Eski Altınoluk’a dair daha fazla keşif yapabilme kanısıyla Çam Mahallesi’nin en şık yapılarından biri olan Abdullah Efendi Köşkü’ne uğruyoruz. Üretim tarihi tam olarak bilinmemekle bir arada iki asra yakın bir geçmişi olduğunu öğrendiğimiz köşk, Altınoluk’un önde gelen ailelerinden biri tarafınca inşa ettirilmiş. Üç katlı köşkün alt duvarları yığma taş olup en üst katının denize bakan yüzünün iki köşesinde birer cumba var. Şayet buralara yolunuz düşerse köşkün cumbasından Altınoluk’a bakmanızı öneririm. Bu ayrıntı zengini köşk, kültür ve sanat faaliyetleri için de kullanılıyor. Stantlar için ülkü salonları olan köşkün, çam, incir ve nar ağaçlarıyla çevrili geniş bahçesi de hayli hoş. Meydanda sıralanan küçük zeytin dükkânlarında zeytin ve zeytine dair bir fazlaca eser haricinde, Kaz Dağları’nın şifalı otları ve bitki çayları müşterisini bekliyor.

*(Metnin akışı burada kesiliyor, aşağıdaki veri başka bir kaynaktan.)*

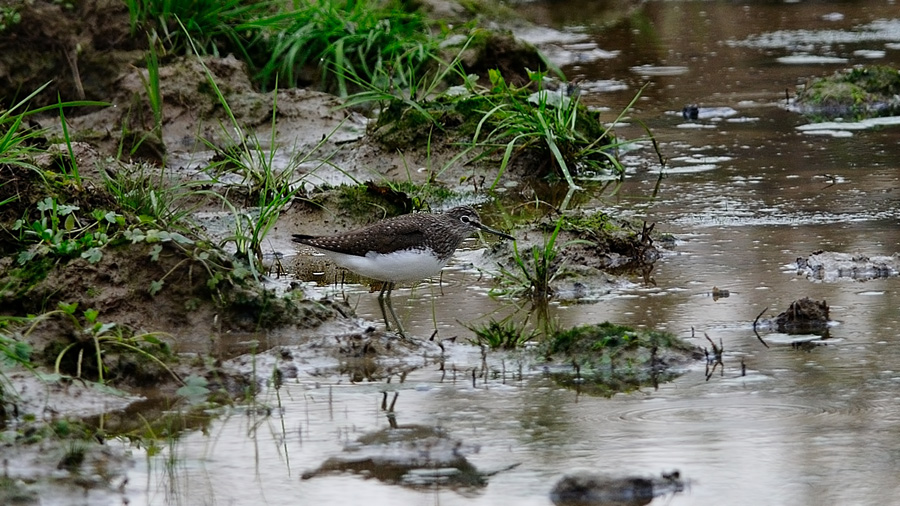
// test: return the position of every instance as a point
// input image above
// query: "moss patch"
(609, 358)
(856, 93)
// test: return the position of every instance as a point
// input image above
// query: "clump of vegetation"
(295, 44)
(548, 131)
(609, 358)
(856, 93)
(532, 275)
(504, 335)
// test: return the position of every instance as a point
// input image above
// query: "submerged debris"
(831, 266)
(803, 316)
(409, 455)
(607, 359)
(591, 489)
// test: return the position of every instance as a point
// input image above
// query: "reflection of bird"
(405, 248)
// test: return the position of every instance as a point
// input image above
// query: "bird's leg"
(384, 298)
(384, 288)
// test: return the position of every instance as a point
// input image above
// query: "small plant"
(533, 276)
(59, 231)
(363, 38)
(102, 336)
(553, 122)
(504, 335)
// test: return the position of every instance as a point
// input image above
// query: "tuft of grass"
(532, 276)
(363, 38)
(551, 123)
(90, 332)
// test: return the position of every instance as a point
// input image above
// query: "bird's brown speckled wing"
(395, 234)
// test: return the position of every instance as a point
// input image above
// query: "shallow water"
(745, 195)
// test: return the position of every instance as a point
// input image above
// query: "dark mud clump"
(803, 316)
(417, 456)
(591, 489)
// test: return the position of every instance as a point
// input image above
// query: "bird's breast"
(399, 266)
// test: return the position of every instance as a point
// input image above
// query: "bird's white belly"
(403, 266)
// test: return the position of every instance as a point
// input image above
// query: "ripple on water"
(722, 410)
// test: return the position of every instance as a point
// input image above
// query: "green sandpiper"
(407, 248)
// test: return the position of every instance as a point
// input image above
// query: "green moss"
(860, 92)
(610, 358)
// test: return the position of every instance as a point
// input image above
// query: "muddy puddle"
(746, 192)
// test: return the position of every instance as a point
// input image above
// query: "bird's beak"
(495, 232)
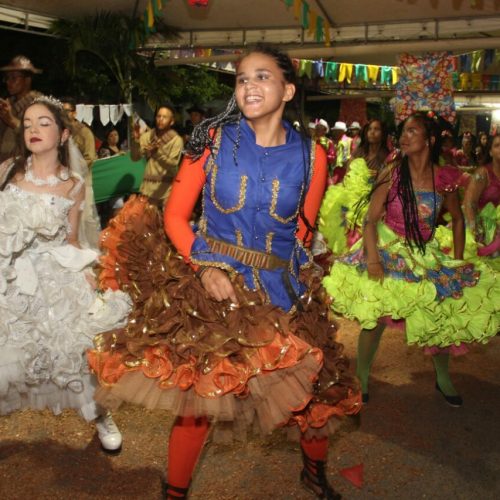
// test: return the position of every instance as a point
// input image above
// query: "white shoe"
(109, 434)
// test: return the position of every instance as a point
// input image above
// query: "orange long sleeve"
(189, 182)
(315, 194)
(186, 189)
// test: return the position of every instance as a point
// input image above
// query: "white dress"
(49, 311)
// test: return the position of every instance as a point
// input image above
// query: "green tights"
(368, 343)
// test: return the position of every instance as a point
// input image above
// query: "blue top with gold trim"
(254, 204)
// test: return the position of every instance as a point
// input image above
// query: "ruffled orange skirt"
(250, 366)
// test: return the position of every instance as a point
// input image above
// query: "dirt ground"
(410, 443)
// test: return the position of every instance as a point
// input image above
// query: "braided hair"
(204, 133)
(363, 150)
(21, 152)
(405, 191)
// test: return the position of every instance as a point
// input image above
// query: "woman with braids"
(235, 334)
(341, 208)
(397, 271)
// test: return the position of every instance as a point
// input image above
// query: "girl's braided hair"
(204, 133)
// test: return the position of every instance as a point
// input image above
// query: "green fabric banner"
(116, 176)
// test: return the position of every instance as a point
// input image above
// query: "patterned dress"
(445, 303)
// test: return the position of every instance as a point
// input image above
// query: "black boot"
(313, 477)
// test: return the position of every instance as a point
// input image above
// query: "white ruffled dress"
(49, 311)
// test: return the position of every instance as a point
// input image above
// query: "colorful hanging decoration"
(152, 12)
(315, 25)
(425, 84)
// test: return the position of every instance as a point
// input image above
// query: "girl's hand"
(375, 271)
(218, 285)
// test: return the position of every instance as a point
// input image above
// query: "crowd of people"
(225, 319)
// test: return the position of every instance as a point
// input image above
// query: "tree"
(102, 54)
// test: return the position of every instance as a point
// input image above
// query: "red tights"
(187, 438)
(186, 442)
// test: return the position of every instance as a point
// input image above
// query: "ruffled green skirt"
(342, 210)
(489, 221)
(444, 302)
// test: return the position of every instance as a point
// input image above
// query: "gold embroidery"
(269, 242)
(274, 203)
(239, 238)
(220, 265)
(241, 196)
(312, 160)
(256, 279)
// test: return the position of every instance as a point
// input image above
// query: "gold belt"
(158, 178)
(252, 258)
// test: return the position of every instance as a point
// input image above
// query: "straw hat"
(340, 126)
(21, 63)
(323, 123)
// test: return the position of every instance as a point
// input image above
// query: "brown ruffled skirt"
(247, 366)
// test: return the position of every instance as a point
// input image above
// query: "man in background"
(18, 76)
(82, 135)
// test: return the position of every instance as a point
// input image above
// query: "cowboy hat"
(21, 63)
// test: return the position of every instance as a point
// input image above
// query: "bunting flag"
(346, 74)
(152, 12)
(315, 25)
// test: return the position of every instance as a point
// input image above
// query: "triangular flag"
(354, 475)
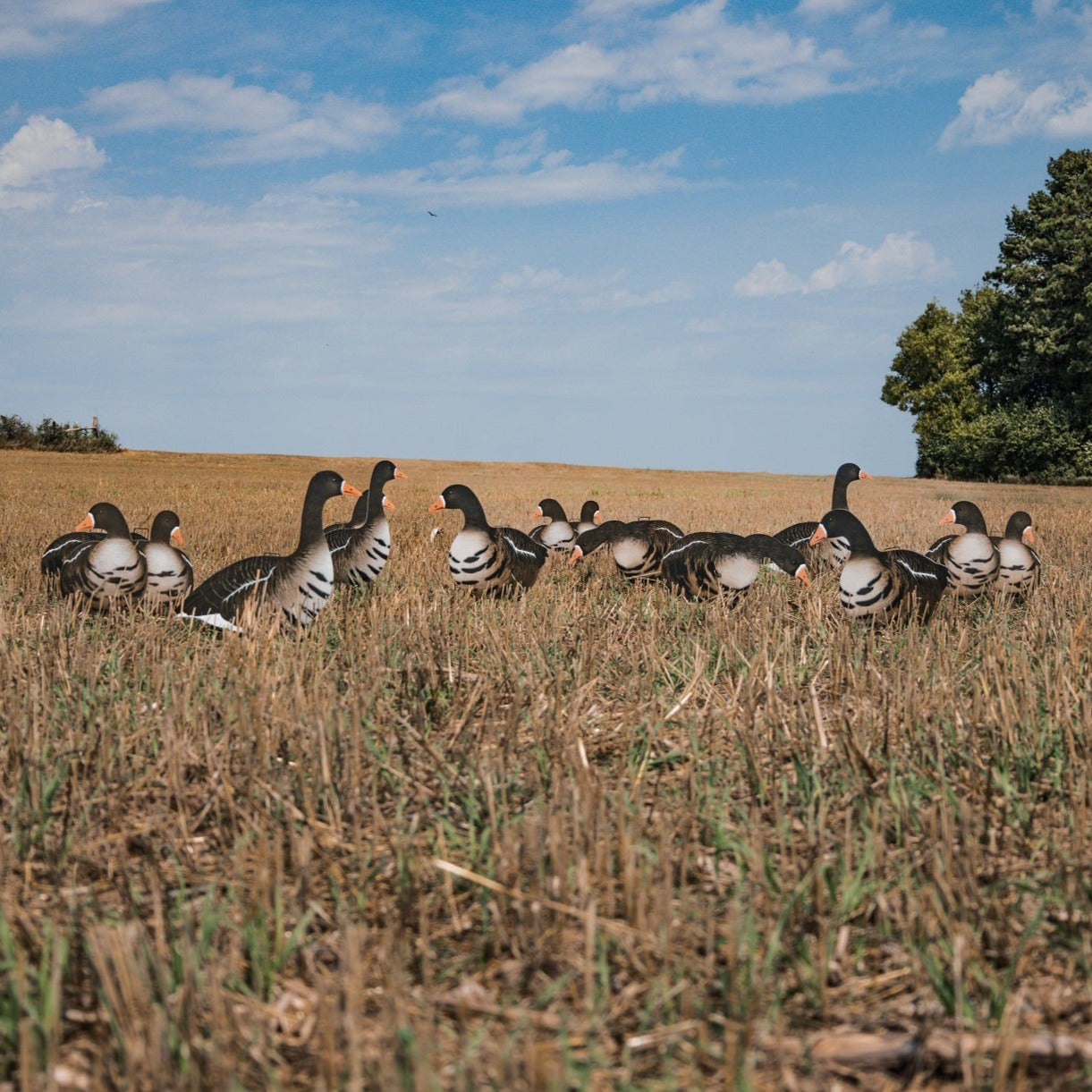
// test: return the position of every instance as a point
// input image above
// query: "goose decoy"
(830, 553)
(712, 563)
(1020, 564)
(297, 586)
(169, 570)
(589, 517)
(881, 584)
(488, 560)
(972, 559)
(361, 549)
(360, 515)
(98, 562)
(637, 547)
(559, 533)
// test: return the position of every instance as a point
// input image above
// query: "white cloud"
(612, 9)
(821, 9)
(270, 126)
(520, 173)
(767, 278)
(690, 54)
(29, 28)
(30, 161)
(899, 258)
(997, 108)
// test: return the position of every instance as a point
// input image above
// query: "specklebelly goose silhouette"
(559, 534)
(98, 562)
(360, 515)
(719, 564)
(830, 553)
(169, 570)
(297, 586)
(1020, 566)
(637, 547)
(488, 560)
(972, 558)
(360, 550)
(589, 517)
(881, 586)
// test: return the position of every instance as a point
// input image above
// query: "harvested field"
(596, 838)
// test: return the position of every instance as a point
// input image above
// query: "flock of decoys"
(105, 564)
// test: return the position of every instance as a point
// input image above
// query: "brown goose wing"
(218, 599)
(525, 556)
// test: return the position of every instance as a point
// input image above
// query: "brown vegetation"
(597, 838)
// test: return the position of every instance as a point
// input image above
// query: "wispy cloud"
(897, 260)
(821, 9)
(518, 173)
(30, 28)
(36, 154)
(267, 124)
(693, 54)
(998, 108)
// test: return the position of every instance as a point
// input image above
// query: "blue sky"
(678, 235)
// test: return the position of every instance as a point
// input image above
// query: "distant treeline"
(54, 436)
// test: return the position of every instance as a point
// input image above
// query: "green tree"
(935, 376)
(1043, 336)
(1003, 388)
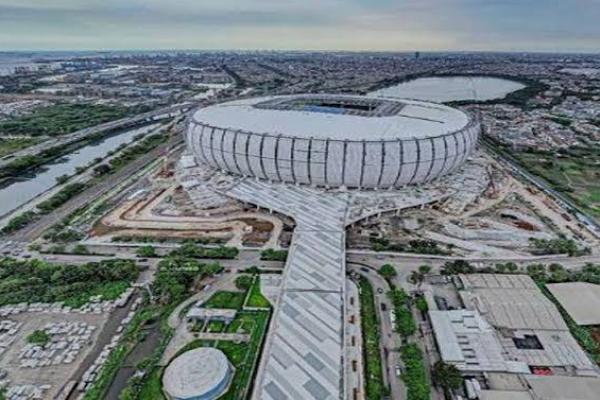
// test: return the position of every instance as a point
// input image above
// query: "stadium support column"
(326, 162)
(277, 158)
(234, 152)
(432, 154)
(382, 165)
(417, 163)
(400, 163)
(362, 164)
(344, 163)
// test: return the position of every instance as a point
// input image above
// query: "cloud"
(306, 24)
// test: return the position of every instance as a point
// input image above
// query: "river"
(452, 88)
(18, 192)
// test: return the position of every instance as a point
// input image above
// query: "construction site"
(494, 215)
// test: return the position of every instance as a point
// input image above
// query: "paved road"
(409, 262)
(83, 133)
(37, 228)
(390, 340)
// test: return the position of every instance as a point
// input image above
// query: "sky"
(377, 25)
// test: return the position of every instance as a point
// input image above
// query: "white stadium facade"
(333, 140)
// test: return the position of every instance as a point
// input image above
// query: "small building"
(198, 313)
(200, 374)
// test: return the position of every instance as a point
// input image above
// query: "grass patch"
(375, 388)
(415, 375)
(243, 356)
(9, 146)
(225, 299)
(32, 281)
(61, 119)
(255, 297)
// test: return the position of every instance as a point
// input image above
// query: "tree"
(62, 179)
(80, 249)
(38, 337)
(446, 376)
(146, 251)
(102, 169)
(388, 272)
(243, 282)
(425, 269)
(421, 304)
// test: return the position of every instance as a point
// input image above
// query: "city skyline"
(382, 25)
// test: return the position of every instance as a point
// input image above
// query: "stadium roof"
(336, 117)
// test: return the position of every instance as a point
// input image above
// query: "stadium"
(333, 140)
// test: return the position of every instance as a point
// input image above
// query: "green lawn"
(225, 299)
(576, 173)
(9, 146)
(243, 356)
(371, 338)
(255, 298)
(215, 326)
(32, 281)
(60, 119)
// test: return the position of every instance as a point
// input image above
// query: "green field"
(61, 119)
(371, 340)
(9, 146)
(35, 281)
(243, 356)
(574, 172)
(255, 297)
(223, 299)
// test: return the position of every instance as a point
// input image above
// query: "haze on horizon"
(397, 25)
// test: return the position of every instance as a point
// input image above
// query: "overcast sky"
(534, 25)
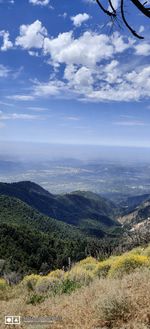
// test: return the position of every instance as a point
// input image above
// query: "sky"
(69, 76)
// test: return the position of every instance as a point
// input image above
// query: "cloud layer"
(89, 67)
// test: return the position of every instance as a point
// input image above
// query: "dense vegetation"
(32, 242)
(114, 293)
(90, 212)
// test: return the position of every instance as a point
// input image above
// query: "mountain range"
(39, 229)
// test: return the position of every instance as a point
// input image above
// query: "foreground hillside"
(114, 293)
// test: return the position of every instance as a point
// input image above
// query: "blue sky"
(68, 76)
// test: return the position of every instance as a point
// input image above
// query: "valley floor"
(106, 303)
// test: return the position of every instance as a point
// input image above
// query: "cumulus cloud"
(17, 116)
(40, 2)
(79, 19)
(4, 71)
(88, 49)
(21, 97)
(89, 66)
(31, 36)
(7, 44)
(143, 49)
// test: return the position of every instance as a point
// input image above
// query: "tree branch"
(126, 23)
(141, 7)
(107, 12)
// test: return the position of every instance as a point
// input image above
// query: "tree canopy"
(115, 14)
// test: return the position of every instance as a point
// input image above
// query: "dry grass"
(118, 303)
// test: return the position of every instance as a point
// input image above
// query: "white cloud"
(17, 116)
(141, 29)
(40, 2)
(4, 71)
(7, 44)
(130, 123)
(143, 49)
(31, 36)
(21, 97)
(52, 88)
(90, 67)
(79, 19)
(89, 49)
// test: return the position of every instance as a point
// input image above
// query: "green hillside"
(86, 210)
(29, 239)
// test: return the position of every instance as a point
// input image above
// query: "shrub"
(30, 281)
(88, 261)
(113, 306)
(68, 286)
(103, 268)
(3, 284)
(35, 299)
(80, 275)
(42, 285)
(48, 284)
(146, 251)
(127, 263)
(56, 274)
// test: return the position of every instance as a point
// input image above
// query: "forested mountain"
(89, 211)
(30, 241)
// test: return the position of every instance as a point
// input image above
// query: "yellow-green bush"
(3, 284)
(127, 263)
(30, 281)
(146, 251)
(88, 263)
(56, 274)
(42, 285)
(80, 275)
(113, 306)
(103, 268)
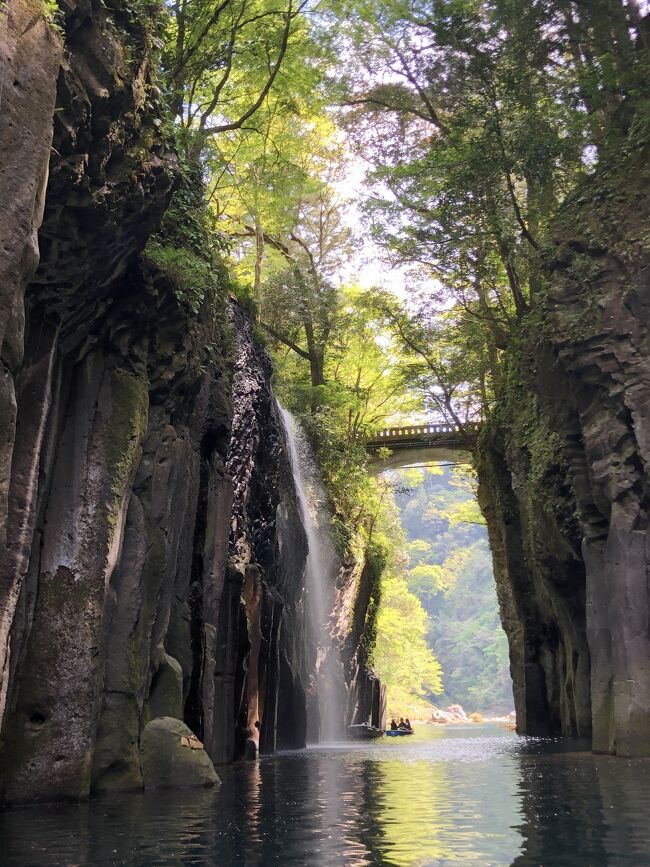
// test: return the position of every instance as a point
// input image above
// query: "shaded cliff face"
(564, 476)
(154, 558)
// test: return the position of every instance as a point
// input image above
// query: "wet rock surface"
(564, 477)
(155, 558)
(172, 756)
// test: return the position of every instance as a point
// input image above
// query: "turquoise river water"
(465, 795)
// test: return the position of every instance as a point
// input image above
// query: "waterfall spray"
(320, 573)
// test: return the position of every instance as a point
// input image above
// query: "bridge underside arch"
(400, 458)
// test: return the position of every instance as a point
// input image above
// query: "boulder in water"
(456, 713)
(172, 755)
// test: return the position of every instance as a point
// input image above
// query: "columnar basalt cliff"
(563, 466)
(154, 556)
(152, 553)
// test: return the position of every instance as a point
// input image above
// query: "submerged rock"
(172, 755)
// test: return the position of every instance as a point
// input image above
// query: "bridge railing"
(425, 430)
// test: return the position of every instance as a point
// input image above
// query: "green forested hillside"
(450, 572)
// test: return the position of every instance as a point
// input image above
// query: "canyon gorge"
(152, 546)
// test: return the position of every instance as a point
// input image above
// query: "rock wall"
(357, 604)
(564, 468)
(154, 557)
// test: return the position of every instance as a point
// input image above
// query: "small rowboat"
(364, 732)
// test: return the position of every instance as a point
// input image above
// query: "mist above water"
(320, 576)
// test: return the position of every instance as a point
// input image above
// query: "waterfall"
(320, 574)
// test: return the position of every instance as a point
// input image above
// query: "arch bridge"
(422, 443)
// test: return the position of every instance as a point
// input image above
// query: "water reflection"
(450, 797)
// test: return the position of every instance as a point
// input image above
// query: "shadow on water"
(448, 796)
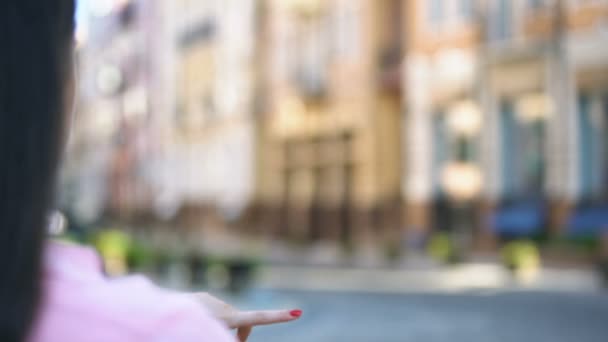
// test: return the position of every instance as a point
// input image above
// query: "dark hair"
(35, 61)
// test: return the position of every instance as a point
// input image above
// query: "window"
(593, 146)
(522, 150)
(535, 4)
(466, 9)
(435, 11)
(501, 18)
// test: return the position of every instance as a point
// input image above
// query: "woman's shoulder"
(80, 302)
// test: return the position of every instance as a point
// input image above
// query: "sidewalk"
(325, 267)
(465, 277)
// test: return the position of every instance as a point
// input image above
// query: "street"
(487, 316)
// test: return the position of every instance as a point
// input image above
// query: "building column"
(562, 140)
(417, 144)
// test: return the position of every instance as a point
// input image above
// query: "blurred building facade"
(346, 120)
(164, 127)
(505, 101)
(109, 137)
(214, 141)
(328, 156)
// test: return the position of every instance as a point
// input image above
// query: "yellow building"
(328, 154)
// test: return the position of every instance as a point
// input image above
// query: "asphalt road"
(468, 317)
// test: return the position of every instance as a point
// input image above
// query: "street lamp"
(461, 178)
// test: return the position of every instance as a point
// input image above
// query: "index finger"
(252, 318)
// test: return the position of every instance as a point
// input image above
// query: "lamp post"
(461, 178)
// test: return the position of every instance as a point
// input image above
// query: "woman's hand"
(244, 321)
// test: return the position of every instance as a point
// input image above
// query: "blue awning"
(519, 219)
(588, 221)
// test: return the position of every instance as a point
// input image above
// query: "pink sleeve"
(191, 327)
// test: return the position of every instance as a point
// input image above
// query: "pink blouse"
(81, 304)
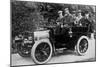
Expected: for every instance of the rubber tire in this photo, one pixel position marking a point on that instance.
(77, 46)
(34, 47)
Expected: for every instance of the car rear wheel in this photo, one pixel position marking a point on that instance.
(22, 50)
(82, 45)
(41, 51)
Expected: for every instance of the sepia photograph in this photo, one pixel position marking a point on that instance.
(45, 33)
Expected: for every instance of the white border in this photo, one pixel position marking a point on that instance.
(5, 32)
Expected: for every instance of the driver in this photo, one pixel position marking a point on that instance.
(60, 18)
(67, 18)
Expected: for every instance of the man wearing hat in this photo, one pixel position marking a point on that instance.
(79, 16)
(59, 22)
(67, 18)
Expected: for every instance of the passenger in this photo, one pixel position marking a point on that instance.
(74, 19)
(79, 16)
(59, 22)
(84, 21)
(67, 18)
(60, 18)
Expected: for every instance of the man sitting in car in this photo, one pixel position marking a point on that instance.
(67, 20)
(59, 22)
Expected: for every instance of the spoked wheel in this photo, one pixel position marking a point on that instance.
(41, 51)
(23, 51)
(82, 45)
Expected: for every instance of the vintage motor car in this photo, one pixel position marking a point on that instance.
(41, 44)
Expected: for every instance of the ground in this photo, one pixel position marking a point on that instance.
(62, 56)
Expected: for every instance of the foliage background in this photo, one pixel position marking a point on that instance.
(28, 16)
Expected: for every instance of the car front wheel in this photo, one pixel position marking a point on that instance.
(82, 45)
(41, 51)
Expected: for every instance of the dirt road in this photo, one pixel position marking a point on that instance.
(66, 56)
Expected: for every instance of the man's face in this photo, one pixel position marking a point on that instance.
(87, 15)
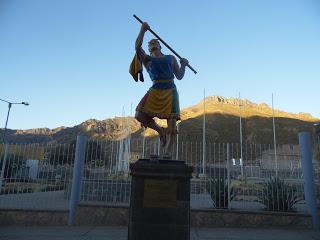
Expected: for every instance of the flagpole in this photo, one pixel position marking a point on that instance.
(204, 132)
(274, 139)
(241, 150)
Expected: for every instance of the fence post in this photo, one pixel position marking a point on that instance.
(77, 178)
(228, 174)
(308, 176)
(4, 163)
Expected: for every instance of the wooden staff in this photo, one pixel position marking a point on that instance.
(164, 43)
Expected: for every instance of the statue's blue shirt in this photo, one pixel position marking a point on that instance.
(161, 68)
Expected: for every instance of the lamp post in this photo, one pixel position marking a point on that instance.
(9, 108)
(4, 137)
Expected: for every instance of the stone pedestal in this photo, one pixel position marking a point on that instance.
(160, 200)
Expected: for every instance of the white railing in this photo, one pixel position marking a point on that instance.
(38, 176)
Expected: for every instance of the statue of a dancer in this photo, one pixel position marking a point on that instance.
(162, 99)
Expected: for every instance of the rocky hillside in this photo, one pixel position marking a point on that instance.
(222, 125)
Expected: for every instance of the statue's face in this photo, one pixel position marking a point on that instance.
(154, 45)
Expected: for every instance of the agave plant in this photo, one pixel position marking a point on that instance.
(218, 190)
(279, 196)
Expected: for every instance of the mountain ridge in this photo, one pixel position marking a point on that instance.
(216, 108)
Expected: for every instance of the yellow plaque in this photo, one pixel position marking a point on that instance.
(160, 193)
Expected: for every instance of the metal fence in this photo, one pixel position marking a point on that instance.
(226, 175)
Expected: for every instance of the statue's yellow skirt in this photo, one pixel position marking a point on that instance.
(161, 100)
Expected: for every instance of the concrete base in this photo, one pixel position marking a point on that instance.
(160, 200)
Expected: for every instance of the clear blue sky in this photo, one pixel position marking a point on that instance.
(70, 59)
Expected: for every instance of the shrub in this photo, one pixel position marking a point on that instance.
(218, 190)
(279, 196)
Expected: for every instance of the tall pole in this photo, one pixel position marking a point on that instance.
(204, 132)
(241, 150)
(4, 162)
(274, 139)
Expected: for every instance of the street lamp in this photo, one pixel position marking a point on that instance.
(4, 138)
(9, 107)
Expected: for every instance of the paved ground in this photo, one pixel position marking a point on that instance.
(117, 233)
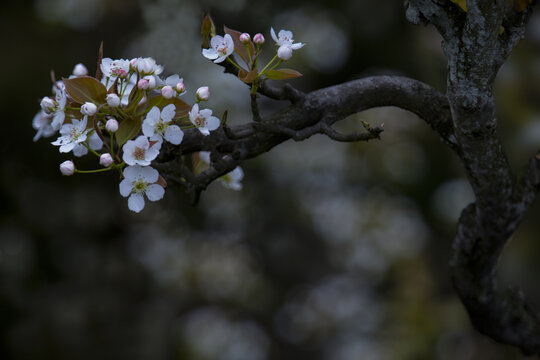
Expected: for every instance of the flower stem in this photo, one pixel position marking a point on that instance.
(95, 171)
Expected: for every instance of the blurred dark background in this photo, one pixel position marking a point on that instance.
(331, 251)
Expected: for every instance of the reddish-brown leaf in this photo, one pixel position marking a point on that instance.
(247, 77)
(281, 74)
(86, 89)
(127, 130)
(181, 107)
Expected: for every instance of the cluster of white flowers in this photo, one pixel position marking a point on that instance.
(122, 116)
(284, 40)
(127, 111)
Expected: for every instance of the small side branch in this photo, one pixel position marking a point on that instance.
(373, 133)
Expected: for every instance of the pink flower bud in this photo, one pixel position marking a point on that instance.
(258, 39)
(180, 87)
(142, 84)
(167, 92)
(113, 100)
(88, 108)
(245, 38)
(203, 93)
(105, 159)
(111, 125)
(47, 104)
(284, 52)
(67, 168)
(80, 70)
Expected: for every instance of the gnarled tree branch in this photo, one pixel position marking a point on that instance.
(314, 114)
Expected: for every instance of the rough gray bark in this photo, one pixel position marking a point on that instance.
(476, 44)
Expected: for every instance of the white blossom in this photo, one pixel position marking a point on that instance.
(42, 123)
(111, 125)
(72, 135)
(203, 119)
(220, 48)
(105, 159)
(94, 142)
(285, 37)
(113, 69)
(203, 93)
(167, 92)
(285, 52)
(140, 151)
(88, 108)
(244, 38)
(158, 125)
(139, 181)
(258, 39)
(113, 100)
(146, 66)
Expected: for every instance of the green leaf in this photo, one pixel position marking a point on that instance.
(281, 74)
(181, 107)
(239, 46)
(86, 89)
(127, 130)
(247, 77)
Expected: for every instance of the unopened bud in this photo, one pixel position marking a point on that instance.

Akdeniz’in kutsal meyvesi zeytin, kuşkusuz Altınoluk için hayli kıymetli bir yere sahip. Bu küçük siyah meyvecik, yüzsenelerdır yöre esnafının ekmek kapısı, toplayıcıların ve işleyenlerin yevmiyesi, yemeklerin lezzeti, sıhhatin kaynağı olmuş. Hatta Altınoluk’a ismini bile vermiş. Kaz Dağları’ndaki kanyonlar oluğa, kanyonları çevreleyen bereketli zeytin ağaçlarından çıkan yağ da altına benzetilmiş ve beldenin ismi bu biçimdece ortaya çıkmış.